Passiamo ora alla trama, che copre un arco narrativo di circa dieci anni, in Spagna e Italia nella metà del XVIII secolo. E’ l’adattamento di un’opera teatrale spagnola, “Don Alvaro o la fuerza del sino”, scritta nel 1835 da Ángel de Saavedra y Ramírez de Baquedano, noto come Duca di Rivas.

Ecco cosa succede sulla scena, nella finzione teatrale che si svolge proprio in Spagna. Nel primo atto i protagonisti sono due innamorati, Donna Leonora di Vargas (soprano), figlia del marchese di Calatrava, e Don Alvaro (tenore), che preparano la fuga per coronare il loro sogno di sposarsi. Ma arriva il marchese di Calatrava (basso) e sventa i loro piani. Tuttavia il giovane, dichiarandosi colpevole, butta a terra la pistola e incidentalmente uccide l’uomo. Non resta che fuggire nella notte.

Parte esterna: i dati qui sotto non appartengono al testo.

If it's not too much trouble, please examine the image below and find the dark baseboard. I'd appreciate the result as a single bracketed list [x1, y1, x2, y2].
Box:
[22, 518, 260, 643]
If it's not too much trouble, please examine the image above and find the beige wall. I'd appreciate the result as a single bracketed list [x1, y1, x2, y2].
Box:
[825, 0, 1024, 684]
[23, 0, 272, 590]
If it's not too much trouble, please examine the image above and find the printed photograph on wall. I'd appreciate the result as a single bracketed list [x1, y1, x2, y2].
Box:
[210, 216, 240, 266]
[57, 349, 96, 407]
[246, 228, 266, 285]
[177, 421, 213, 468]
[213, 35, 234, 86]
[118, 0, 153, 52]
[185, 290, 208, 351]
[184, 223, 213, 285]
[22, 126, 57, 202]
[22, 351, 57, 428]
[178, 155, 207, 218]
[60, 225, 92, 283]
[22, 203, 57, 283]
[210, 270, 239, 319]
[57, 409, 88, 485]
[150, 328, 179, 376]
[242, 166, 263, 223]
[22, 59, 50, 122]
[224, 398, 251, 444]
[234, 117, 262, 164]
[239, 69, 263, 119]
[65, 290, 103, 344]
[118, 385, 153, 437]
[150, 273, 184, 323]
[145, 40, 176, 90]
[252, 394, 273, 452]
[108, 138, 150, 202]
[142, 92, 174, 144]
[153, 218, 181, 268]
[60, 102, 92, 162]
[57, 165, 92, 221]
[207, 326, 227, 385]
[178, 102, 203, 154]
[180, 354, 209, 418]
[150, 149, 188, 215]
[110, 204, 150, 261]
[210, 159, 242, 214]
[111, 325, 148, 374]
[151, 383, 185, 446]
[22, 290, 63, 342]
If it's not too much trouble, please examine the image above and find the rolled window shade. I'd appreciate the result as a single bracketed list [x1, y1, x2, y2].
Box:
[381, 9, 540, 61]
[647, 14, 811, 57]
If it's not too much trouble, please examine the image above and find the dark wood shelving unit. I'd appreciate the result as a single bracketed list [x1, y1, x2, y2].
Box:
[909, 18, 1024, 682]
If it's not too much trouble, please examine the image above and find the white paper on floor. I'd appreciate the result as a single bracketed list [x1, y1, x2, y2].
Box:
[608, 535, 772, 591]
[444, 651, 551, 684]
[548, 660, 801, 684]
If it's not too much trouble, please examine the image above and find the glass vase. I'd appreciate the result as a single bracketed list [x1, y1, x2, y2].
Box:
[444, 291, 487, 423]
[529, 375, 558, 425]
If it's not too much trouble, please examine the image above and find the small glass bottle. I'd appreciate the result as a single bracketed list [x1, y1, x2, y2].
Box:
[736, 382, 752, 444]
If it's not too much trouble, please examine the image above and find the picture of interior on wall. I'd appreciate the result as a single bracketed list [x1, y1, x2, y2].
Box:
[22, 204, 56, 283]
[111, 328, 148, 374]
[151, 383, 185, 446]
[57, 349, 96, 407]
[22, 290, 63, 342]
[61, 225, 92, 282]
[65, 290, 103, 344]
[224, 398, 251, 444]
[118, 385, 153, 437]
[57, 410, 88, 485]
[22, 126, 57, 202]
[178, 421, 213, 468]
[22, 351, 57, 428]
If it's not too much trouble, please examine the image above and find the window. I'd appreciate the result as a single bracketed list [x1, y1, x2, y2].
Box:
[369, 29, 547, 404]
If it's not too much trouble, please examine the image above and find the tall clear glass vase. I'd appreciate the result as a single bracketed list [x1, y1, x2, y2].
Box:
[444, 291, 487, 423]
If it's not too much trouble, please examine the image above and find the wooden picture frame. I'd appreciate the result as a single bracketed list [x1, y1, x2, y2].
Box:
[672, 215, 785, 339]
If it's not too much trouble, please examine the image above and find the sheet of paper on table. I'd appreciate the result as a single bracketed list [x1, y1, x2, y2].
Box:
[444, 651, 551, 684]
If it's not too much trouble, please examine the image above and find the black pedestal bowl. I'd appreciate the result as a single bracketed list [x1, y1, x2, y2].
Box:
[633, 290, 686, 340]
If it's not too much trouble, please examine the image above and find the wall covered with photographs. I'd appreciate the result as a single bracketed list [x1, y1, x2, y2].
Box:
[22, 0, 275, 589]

Il secondo atto vede, tempo dopo, Don Carlo (baritono), fratello di Leonora, alla ricerca dei due amanti animato dalla vendetta. Giunge in una taverna affollata, fra i cui personaggi compaiono la zingara Preziosilla (mezzosoprano) e la stessa Leonora travestita da uomo. Dai suoi discorsi la ragazza scopre che il padre è ancora vivo. Allora va al Monastero della Vergine degli Angeli, svela la propria identità e invoca perdono decidendo di vivere in solitudine.

Nel terzo atto l’ambientazione si svolge in Italia, mentre infuria la guerra. Don Alvaro canta le sue disgrazie e spera di morire sul campo di battaglia. Si affida alla misericordia di Leonora che crede morta. Poi assiste un soldato ferito, ma senza sapere che si tratta di Don Carlo in persona, e gli affida una busta sigillata. Don Carlo però la apre e scopre che contiene il ritratto della sorella. Allora lo sfida a duello ma Don Alvaro si rifugia in monastero.

Cinque anni dopo, nel quarto atto, al Monastero degli Angeli avviene la fine inesorabile. Don Carlo sfida nuovamente a duello Don Alvaro, che inizialmente rifiuta ma alla fine è pronto ad affrontare il suo destino. Leonora, ancora innamorata di Don Alvaro, vede il suo amato che cerca un confessore dopo aver ferito a morte Don Carlo, ma viene pugnalata dal fratello ancora vivo per poco. Anche lei muore, ma tra le braccia di Don Alvaro, augurandosi di ritrovarlo in cielo. Ora l’unico rimasto è Alvaro, solo sulla Terra a maledire nuovamente il suo destino.

Il gioco di destini della narrazione, drammatici e sorprendenti come lo è la vita stessa, in quest’opera hanno avuto un corrispettivo in alcuni accadimenti reali legati alla storia delle sue rappresentazioni. Ecco perché si è creata una sorta di superstizione. La motivazione, almeno, è razionale.